Software tools that deliver operational insight and continuous testing aid and inform how the product is developed and delivered at all levels: product management, design, server engineering, production engineering, operations, and of course, quality assurance. This paper examines how Netflix has navigated between the Scylla of growing system demands and the Charybdis of chaos at the hands of ever-larger teams.

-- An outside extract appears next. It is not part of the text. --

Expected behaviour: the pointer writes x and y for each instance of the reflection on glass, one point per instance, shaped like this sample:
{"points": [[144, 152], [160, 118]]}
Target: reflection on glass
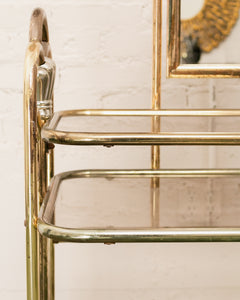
{"points": [[209, 31]]}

Some organizations become victims of their own success. Instincts that serve a startup team well can cause problems in a larger team if careful attention isn’t paid to how things are done as an organization grows. Deployability will not scale where the development engineer is also the QA, configuration, release and operations engineer. As the systems increase and grow and more people are working together on them, it becomes less likely that the organization can deploy code that “worked on my box.”

The Environment


The corporate culture at Netflix is all about High Performance. As the company has grown, the management team’s most important task has been to find and nurture star performers. As the complexity and volume of work increases, there are two ways to grow to meet the challenge of getting more done.

One is to add reasonably competent junior people (who are plentiful) and layers of management to guide them. As the number of people and the layers of management grow, the complexity, interconnections and overhead of coordination grows even faster. This leads to chaos. The usual response to the pain resulting from chaos is more rules and more process. More process requires more people to do the “real” work alongside an ever increasing volume of process work. This leads to diminishing returns for each addition to the team.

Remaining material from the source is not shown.